Dwarves, gnomes, halflings...people play them, so there is clearly some appeal, but I'm not seeing it myself. What's being lost by having human (or close enough) be one thing, and your other options being something really weird?
Avoiding charges of racism and cultural insensitivity for one.
Many players want to play something that's
different from themselves. We've already talked about how many players want to have some facet of their character be directly analogous to a facet of themselves and that there is therefore a perceived need for characters to be "part human" even when their entire sales pitch is about their nonhuman aspects. But that pendulum can swing too far, and there isn't much
point in role playing if the character isn't meaningfully distinct from the player. Yes, there are games where you roleplay "literally yourself, but in a weird situation" but most RPGs we concern ourselves on this board revolve around players selecting avatars that are something other than simple standins for themselves.
But it's also boring to roleplay characters who have no faults. Sometimes players want to play characters that are gluttonous, alcoholic, senselessly mercenary, lecherous, vain, cruel, or whatever. In many circles, choosing to play characters with such faults is considered
better roleplaying. If you play a human with those traits, you're making a statement, and if you play a fictional alien with those traits, you're making far less of one.

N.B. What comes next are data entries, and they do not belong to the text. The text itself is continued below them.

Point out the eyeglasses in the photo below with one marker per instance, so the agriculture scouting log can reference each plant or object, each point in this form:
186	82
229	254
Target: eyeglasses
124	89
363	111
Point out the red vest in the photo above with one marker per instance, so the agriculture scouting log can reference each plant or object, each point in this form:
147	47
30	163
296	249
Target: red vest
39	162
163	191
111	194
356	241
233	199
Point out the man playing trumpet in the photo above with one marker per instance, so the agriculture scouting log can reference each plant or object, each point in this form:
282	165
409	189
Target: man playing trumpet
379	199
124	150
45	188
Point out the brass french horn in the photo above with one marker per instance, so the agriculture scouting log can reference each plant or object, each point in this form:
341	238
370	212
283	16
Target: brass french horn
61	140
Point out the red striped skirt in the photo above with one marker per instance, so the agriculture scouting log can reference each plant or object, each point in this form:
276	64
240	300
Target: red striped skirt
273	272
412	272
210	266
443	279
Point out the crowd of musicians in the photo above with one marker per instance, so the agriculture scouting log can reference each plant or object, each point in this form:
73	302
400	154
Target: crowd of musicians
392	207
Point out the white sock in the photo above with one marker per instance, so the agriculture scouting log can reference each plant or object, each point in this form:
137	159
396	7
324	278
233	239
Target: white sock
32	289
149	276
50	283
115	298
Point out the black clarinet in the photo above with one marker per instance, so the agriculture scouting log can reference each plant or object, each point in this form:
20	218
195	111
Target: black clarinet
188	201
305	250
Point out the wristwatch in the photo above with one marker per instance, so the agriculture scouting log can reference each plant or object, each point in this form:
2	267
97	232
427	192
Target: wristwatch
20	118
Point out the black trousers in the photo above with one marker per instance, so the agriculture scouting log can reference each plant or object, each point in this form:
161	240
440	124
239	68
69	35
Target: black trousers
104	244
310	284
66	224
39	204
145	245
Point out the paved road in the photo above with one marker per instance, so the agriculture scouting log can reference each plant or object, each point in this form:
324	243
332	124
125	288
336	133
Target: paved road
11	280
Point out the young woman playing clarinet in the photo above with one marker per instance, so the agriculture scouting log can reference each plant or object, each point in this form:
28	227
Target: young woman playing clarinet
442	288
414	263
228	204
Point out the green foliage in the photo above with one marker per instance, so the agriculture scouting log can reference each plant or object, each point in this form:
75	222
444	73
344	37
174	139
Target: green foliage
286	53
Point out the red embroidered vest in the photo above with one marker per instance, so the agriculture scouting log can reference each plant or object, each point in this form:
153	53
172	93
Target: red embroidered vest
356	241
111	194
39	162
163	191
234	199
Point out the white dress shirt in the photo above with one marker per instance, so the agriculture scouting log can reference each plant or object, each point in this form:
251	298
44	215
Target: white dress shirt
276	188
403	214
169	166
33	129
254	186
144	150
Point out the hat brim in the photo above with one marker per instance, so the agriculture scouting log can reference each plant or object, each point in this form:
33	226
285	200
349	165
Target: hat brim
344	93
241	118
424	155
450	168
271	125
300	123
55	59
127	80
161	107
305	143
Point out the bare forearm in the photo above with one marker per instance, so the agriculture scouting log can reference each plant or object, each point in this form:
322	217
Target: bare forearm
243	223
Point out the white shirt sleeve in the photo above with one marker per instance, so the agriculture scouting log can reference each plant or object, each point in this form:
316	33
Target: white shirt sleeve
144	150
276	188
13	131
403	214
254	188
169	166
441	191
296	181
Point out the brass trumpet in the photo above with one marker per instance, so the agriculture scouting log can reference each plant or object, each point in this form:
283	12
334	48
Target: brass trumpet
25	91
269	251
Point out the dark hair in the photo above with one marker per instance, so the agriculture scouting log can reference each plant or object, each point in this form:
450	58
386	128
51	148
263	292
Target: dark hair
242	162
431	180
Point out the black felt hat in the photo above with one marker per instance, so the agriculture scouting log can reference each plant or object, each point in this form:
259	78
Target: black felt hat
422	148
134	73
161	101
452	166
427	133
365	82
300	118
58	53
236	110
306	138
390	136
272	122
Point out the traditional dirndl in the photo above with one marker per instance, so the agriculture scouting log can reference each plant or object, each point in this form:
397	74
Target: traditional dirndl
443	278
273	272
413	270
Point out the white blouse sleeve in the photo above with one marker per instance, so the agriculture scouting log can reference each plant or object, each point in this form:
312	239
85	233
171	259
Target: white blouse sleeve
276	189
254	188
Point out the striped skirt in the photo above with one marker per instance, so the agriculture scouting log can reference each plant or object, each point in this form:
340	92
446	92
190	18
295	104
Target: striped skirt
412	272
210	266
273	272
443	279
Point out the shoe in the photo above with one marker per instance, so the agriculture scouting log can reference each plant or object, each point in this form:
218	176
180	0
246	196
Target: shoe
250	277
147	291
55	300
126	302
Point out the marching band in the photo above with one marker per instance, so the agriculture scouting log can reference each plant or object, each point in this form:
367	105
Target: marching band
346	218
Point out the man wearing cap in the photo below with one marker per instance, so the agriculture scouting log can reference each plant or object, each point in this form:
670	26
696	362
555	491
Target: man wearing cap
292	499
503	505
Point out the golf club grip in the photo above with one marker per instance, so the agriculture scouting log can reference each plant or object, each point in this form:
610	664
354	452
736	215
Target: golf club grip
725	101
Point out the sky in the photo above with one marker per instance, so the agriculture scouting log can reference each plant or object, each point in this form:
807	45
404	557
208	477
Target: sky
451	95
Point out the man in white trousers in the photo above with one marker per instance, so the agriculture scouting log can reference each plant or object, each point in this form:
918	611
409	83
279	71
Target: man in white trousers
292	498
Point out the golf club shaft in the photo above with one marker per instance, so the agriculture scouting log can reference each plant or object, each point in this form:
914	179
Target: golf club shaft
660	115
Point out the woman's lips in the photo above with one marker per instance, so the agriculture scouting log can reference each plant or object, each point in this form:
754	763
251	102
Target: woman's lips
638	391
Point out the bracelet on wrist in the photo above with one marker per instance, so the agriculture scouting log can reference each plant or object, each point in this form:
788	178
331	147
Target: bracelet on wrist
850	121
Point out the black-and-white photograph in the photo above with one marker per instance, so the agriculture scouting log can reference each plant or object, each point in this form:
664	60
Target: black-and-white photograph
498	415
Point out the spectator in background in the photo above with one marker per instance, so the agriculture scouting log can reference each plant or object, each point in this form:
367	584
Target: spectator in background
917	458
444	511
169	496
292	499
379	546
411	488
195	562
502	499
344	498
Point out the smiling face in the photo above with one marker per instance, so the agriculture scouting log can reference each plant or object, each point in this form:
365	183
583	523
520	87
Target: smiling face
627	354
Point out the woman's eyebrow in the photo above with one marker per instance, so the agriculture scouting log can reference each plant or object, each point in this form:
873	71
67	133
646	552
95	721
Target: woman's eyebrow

Consider Quark from Deep Space Nine. He's a Ferengi, and a number of people have asked whether he represents an anti-Semitic stereotype. It's a reasonable question to have, and we won't get deep into the weeds of the various arguments pro and con (of which there are many) but simply leave it at the fact that the answer to that question is open to debate. But imagine if instead of being a Ferengi it was just Armin Shimerman, noted New Jersey Jewish actor, playing a human with all the same traits. That would be... very racist. Having a Jewish man playing a human who was obsessed with capitalist enrichment and constantly scheming for currency would not be
arguably anti-Semitic, that would be
obviously anti-Semitic.
When you say things about fictional groups of non-humans in a fantasy setting, that is automatically
less racist and insulting than if you'd said the same things about groups of humans. The thing from
Complete Halflings and Gnomes where it goes off on a ant about how the dark skinned Gnomes are stupid and steal shit is kinda racist. But if you made essentially the same rant about dark skinned
humans there wouldn't be any "kinda" about it.
Making your statements about Elves and Gnomes doesn't make things automatically not racist - but it does make things
less racist. There are demonstrably things you can get away with for your Orcs and Dwarves that absolutely would not fly with humans of varying skin tones.